I live in the Dallas Tx area, and I get mine at Sprouts. It's a grocery store that sells many spices and such in bulk (you bag your own from large bins) and they usually have some. When they're out though, I go to Walmart and get the small jar (roughly 6 or so ounces). It's usually on the bottom shelf below the mason jars (for canning). Hope you find some!


----------



## Seawolfe

Home brew shops for beer and wine should have it.


----------



## Susie

Walmart has it in two places- over in housewares with the canning jars, and in foods with the baking stuff.


----------



## Spicey477

I got it through Amazon prime free shipping if you have prime.


----------



## SomethingGoodAustin

I generally order online, but then again, I am lucky enough to live near a supplier who allows local pickup.  In a pinch, I have found citric acid at a homebrew supplies store here in Austin and at my local Central Market (upscale grocery store).  Good to know it's at Sprouts, too.  Definitely wouldn't have thought of looking at Wal-Mart... but they have everything anyway, so why not?


----------



## Mrs.Larios

I buy mine from Walmart I live in California


----------



## Belinda02

5 pounds from amazon. Price was very reasonable much better than wally


----------



## Jencat

Good to know I can get it at Sprouts or Central Market if I need some.  I seem to remember finding some at HEB, but it was kind of pricey for a small package.  I ordered a large package online for a much better price, even with shipping.  I think it was from Essential Depot.


----------



## Dorymae

Look where ever you can buy canning supplies.  Even Walmart has it, although in very small (7oz) amounts.


----------



## littlemaggiesmuse

BitterCreek South in Houston


----------



## cmzaha

I get mine from my chemical house where I purchase my lye


----------



## Richard222

soaplink said:


> Has anyone found powdered citric acid in your local grocery, or hardware store? Hate to have to pay shipping if I can buy local.  Example; Lowes, Home Depot, etc. ?  I am in Maine.


How can you be so lazy?


----------



## DeeAnna

@Richard222 -- Are you having a bad day? 

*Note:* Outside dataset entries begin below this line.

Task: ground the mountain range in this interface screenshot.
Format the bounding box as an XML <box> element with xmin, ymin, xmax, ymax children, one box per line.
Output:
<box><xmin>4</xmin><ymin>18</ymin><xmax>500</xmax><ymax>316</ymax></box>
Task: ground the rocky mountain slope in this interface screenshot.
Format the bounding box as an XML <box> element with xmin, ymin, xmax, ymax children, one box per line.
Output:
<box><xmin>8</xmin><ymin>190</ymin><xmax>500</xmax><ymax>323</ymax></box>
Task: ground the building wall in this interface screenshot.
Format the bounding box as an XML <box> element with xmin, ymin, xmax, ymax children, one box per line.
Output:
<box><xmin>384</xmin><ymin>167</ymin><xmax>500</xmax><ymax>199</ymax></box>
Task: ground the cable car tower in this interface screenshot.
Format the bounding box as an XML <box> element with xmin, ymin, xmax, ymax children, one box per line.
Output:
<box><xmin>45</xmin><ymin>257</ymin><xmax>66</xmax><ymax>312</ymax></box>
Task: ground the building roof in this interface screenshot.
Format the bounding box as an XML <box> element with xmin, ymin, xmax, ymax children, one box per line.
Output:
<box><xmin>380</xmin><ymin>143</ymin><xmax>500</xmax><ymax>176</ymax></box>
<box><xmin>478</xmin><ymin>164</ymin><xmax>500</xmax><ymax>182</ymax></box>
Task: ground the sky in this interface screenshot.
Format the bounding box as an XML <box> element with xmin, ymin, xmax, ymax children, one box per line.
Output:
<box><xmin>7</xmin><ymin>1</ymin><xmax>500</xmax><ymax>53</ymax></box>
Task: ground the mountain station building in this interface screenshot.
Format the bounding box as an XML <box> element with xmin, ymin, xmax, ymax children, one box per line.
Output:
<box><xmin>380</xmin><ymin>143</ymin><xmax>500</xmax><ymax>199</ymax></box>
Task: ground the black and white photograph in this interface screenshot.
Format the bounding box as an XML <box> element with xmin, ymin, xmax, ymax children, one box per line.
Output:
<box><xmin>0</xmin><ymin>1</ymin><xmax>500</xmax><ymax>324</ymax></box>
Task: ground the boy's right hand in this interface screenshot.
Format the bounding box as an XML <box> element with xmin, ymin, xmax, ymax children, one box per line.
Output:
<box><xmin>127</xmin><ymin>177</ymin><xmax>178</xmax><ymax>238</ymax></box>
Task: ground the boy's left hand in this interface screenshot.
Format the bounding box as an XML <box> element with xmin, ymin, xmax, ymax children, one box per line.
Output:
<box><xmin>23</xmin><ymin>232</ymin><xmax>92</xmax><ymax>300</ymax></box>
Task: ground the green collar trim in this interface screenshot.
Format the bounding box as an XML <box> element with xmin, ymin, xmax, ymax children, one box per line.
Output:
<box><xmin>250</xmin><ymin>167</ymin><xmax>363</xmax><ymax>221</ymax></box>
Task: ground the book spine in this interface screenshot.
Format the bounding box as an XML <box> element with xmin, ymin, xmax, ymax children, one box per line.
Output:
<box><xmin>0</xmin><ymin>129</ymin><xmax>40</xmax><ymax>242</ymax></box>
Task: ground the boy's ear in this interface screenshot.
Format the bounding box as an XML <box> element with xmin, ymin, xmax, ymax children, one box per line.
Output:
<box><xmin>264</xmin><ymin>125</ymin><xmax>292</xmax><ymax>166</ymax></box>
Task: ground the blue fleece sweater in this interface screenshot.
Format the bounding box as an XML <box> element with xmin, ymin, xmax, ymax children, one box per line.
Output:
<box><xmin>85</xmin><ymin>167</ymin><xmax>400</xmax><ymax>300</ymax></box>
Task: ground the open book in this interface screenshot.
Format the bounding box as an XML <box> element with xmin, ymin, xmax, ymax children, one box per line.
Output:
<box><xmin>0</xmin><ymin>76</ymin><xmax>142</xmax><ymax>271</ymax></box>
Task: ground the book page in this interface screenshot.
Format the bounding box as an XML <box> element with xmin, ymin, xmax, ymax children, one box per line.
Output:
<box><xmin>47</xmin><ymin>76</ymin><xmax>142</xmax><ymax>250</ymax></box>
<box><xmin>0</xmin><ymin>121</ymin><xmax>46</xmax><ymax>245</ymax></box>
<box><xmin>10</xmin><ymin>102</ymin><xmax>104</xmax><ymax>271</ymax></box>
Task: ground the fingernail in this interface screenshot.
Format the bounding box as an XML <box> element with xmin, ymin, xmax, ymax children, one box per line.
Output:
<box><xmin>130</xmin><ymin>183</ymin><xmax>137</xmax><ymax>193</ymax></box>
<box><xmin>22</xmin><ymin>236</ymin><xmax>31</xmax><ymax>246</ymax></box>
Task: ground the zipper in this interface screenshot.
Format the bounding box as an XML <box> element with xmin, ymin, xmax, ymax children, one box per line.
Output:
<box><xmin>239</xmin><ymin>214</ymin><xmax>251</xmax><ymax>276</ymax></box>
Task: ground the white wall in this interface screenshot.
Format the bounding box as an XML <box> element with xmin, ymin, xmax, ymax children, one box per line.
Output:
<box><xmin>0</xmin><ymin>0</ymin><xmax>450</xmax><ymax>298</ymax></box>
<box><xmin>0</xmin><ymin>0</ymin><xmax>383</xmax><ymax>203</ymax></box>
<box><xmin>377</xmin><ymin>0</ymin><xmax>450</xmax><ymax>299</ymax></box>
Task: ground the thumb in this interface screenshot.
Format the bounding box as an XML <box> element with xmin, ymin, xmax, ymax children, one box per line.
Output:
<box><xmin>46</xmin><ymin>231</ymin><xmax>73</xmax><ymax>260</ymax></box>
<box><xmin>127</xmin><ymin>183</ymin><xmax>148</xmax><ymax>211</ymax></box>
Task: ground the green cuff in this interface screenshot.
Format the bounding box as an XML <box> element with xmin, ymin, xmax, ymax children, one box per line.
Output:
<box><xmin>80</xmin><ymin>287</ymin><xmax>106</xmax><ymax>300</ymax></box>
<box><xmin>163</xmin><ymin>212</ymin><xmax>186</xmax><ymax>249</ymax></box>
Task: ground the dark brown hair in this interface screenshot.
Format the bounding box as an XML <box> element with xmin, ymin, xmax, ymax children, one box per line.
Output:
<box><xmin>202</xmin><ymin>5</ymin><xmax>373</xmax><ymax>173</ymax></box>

Please introduce yourself on the Introductions forum and tell us a little about yourself there.


----------



## shunt2011

Richard222 said:


> How can you be so lazy?


Probably a good thing the OP has t been jere in 7 years to see your rude response.  Please read the rule sticky’s fro the forum.  Thank you!


----------



## Relle

Richard222 said:


> How can you be so lazy?


How can you be so rude ? especially for your first post.


----------



## CathyB

If you have a hobby beer brewers supply in your area, they will have it.


----------



## Dan9250

You may also try Amazon for Citric Acid.  
https://www.amazon.com/Spicy-World-Citric-5-Pound-NON-GMO/dp/B000OZFECU


----------



## shunt2011

The poster who asked the question hasn’t been here in 7 years. There are many suppliers of Citric Acid.


----------